Countries in the region, Sweden and the Netherlands in particular, are also among the best countries for startups. Stockholm and Amsterdam consistently rank among the top tech startup hubs in Europe. Denmark, Finland, and Belgium follow close behind, scoring high in Startupblink’s global startup country ranking.
On paper, it looks like the perfect setup for AI-driven startup growth: high adoption, strong ecosystems, solid momentum. The problem? Lack of AI talent.
The gap shows up in the data. While 55% of Nordic organizations feel highly prepared for AI adoption in terms of infrastructure, only 14% say the same about their people. In the Netherlands, the Dutch AI Monitor reports that job openings in AI keep growing, but qualified candidates aren’t keeping pace. In Norway, the situation is even more threatening. Without serious upskilling, the country could fall five years behind in generative AI adoption, which could reduce its annual GDP potential from 9% to just 2%.

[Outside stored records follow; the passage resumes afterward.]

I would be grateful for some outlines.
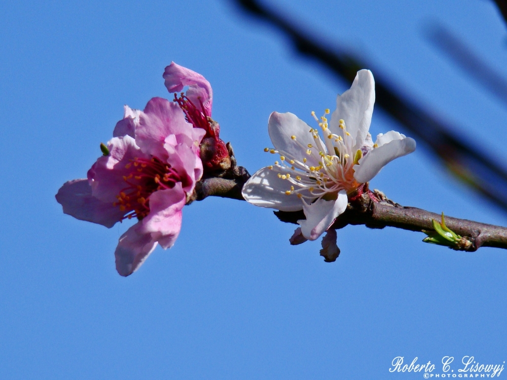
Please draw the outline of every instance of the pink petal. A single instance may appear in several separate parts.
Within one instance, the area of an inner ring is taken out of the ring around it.
[[[142,220],[143,231],[151,233],[162,247],[172,246],[182,228],[182,210],[185,205],[182,184],[159,190],[150,196],[150,214]]]
[[[328,230],[325,236],[322,238],[322,249],[320,256],[324,258],[326,262],[336,261],[340,254],[340,248],[336,245],[336,230]]]
[[[64,213],[107,228],[121,221],[125,213],[113,206],[112,202],[102,202],[93,197],[87,179],[65,182],[55,197],[56,201],[63,208]]]
[[[128,135],[135,138],[135,127],[139,124],[139,115],[141,111],[138,109],[132,109],[127,105],[123,106],[125,110],[123,119],[116,123],[113,136],[121,137]]]
[[[110,155],[99,158],[88,170],[88,177],[94,197],[106,202],[116,202],[116,196],[127,185],[124,176],[132,171],[125,166],[134,158],[148,158],[130,136],[113,137],[107,143]]]
[[[195,141],[193,129],[192,125],[185,120],[185,113],[176,103],[162,98],[153,98],[139,116],[135,142],[145,153],[165,161],[169,157],[164,148],[166,138],[174,135],[178,143],[190,146]],[[200,140],[198,145],[199,142]]]
[[[184,87],[189,86],[187,97],[199,108],[202,102],[204,109],[201,110],[206,116],[211,116],[213,90],[204,77],[173,62],[165,68],[162,77],[169,92],[179,92]]]
[[[175,144],[173,138],[166,139],[164,147],[169,155],[167,163],[179,175],[183,189],[191,193],[196,181],[202,175],[201,159],[192,147],[185,144]]]
[[[139,221],[120,238],[115,251],[116,270],[121,276],[131,275],[141,266],[157,246],[157,241]]]

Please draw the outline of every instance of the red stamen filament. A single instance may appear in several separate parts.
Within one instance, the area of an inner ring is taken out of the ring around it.
[[[172,188],[181,180],[174,169],[156,157],[136,157],[130,161],[125,168],[132,171],[123,176],[128,186],[122,189],[116,197],[118,201],[113,204],[126,212],[123,219],[140,220],[150,213],[150,196],[157,190]]]

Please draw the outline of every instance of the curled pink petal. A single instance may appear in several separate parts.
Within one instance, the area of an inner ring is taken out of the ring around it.
[[[180,183],[172,188],[159,190],[150,197],[150,214],[142,220],[144,231],[150,232],[162,248],[174,244],[182,227],[182,210],[185,192]]]
[[[124,277],[131,275],[144,262],[157,246],[152,234],[138,222],[122,235],[115,251],[116,270]]]
[[[92,195],[87,179],[66,182],[55,196],[63,213],[80,220],[96,223],[111,228],[123,219],[124,213],[111,202],[99,200]]]
[[[135,138],[135,127],[139,124],[139,115],[141,111],[138,109],[132,109],[127,105],[124,105],[124,108],[123,119],[116,123],[113,136],[121,137],[128,135]]]
[[[165,80],[165,87],[169,92],[179,92],[184,87],[189,86],[187,91],[188,98],[196,106],[199,106],[206,116],[211,116],[213,90],[209,82],[204,77],[173,62],[165,68],[162,77]]]
[[[132,169],[128,164],[135,159],[148,159],[130,136],[113,137],[108,143],[108,156],[99,158],[88,171],[88,181],[94,197],[103,202],[114,202],[127,186],[124,179]]]

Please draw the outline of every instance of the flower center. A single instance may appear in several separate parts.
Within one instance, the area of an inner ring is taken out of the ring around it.
[[[323,139],[314,128],[308,131],[311,134],[312,143],[304,145],[296,136],[291,136],[301,148],[301,157],[293,157],[283,150],[264,149],[280,155],[281,163],[275,161],[274,166],[268,167],[278,171],[278,178],[287,181],[287,195],[297,194],[300,198],[311,200],[336,199],[339,192],[345,190],[350,193],[360,185],[354,178],[353,166],[363,157],[363,152],[360,149],[352,152],[355,141],[347,131],[343,120],[339,121],[340,133],[331,133],[325,117],[329,113],[329,109],[326,109],[319,119],[312,112],[322,130]]]
[[[204,109],[204,106],[200,98],[199,98],[199,101],[201,103],[201,109]],[[187,119],[187,122],[193,125],[194,128],[202,128],[206,131],[204,138],[207,137],[215,138],[215,131],[211,125],[210,118],[207,115],[204,115],[201,109],[199,109],[195,104],[187,97],[184,93],[181,93],[179,98],[177,94],[175,93],[173,101],[177,103],[179,108],[185,112],[185,119]]]
[[[125,165],[132,169],[123,180],[127,186],[116,196],[118,206],[125,212],[123,219],[135,217],[139,220],[150,213],[150,196],[157,190],[172,188],[181,181],[178,173],[156,157],[151,160],[134,158]]]

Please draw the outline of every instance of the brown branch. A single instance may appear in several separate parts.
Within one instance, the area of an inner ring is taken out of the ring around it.
[[[245,200],[241,189],[250,175],[244,168],[236,166],[234,155],[231,156],[234,164],[233,168],[217,173],[220,176],[199,181],[187,204],[211,196]],[[422,232],[434,231],[432,219],[441,219],[441,215],[438,214],[396,203],[378,190],[369,192],[367,184],[361,189],[363,194],[354,197],[354,200],[350,202],[345,212],[336,218],[331,228],[338,230],[348,224],[364,224],[371,229],[394,227]],[[274,213],[278,219],[287,223],[297,224],[298,220],[305,219],[302,211],[275,211]],[[464,238],[464,244],[453,247],[455,249],[473,251],[481,247],[507,249],[507,227],[447,216],[445,223],[448,227]]]

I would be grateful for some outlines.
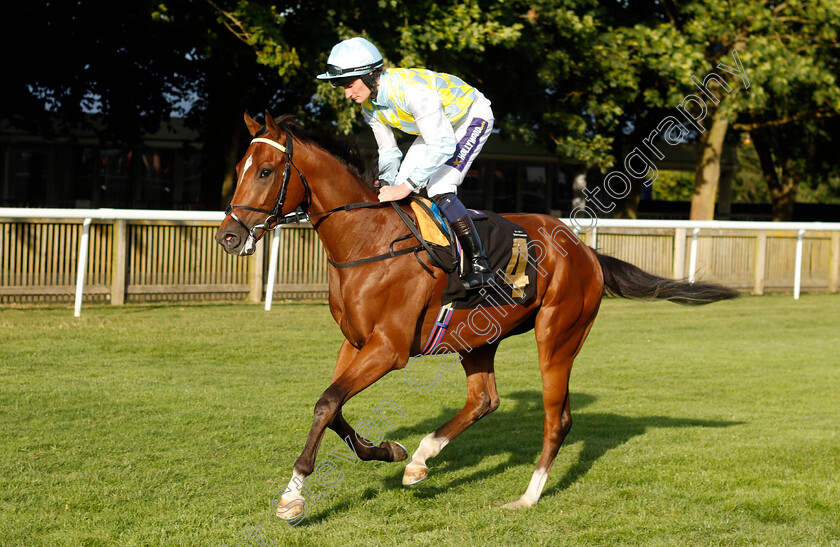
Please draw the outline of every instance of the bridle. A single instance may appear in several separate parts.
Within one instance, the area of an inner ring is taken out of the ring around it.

The demand for reskilling is massive, and there are long-term fixes in motion. EU-level initiatives like the 2025 AI Continent Action Plan, and national projects such as the Netherlands’ AI Plan aim to close the gap. But building AI capabilities takes years to build on a systemic level, and growing startups in Benelux and Nordics can’t wait that long for hiring to catch up. The market keeps moving, and so do competitors.
There is a way through this. But to get there, we first need to unpack what’s happening across the AI landscape in Benelux and the Nordics.
AI has the biggest impact where decisions are complex and data-heavy – think finance, logistics, energy, healthcare, or manufacturing. Outcomes depend on interpreting large datasets and acting fast, and AI enables quicker decisions, better predictions, and less manual work.
The Nordics and Benelux invested early and used their existing advantages to build an AI-friendly ecosystem for startups and growing companies. Regulations make room for testing, infrastructure can handle data-heavy workloads, and talent moves across industries.
As a result, many startups are AI-first from day one. It shapes how they build products and run their business, whether it’s a SaaS tool with real-time insights or an industrial platform that predicts equipment failures before they happen.
What does that look like in practice?
These companies operate in very different industries, but the pattern is the same: AI defines the startup landscape across the regions, in several ways.
Growing companies across the Nordics and Benelux take advantage of AI to automate tasks from customer support to reporting. Work that used to eat hours now happens in minutes.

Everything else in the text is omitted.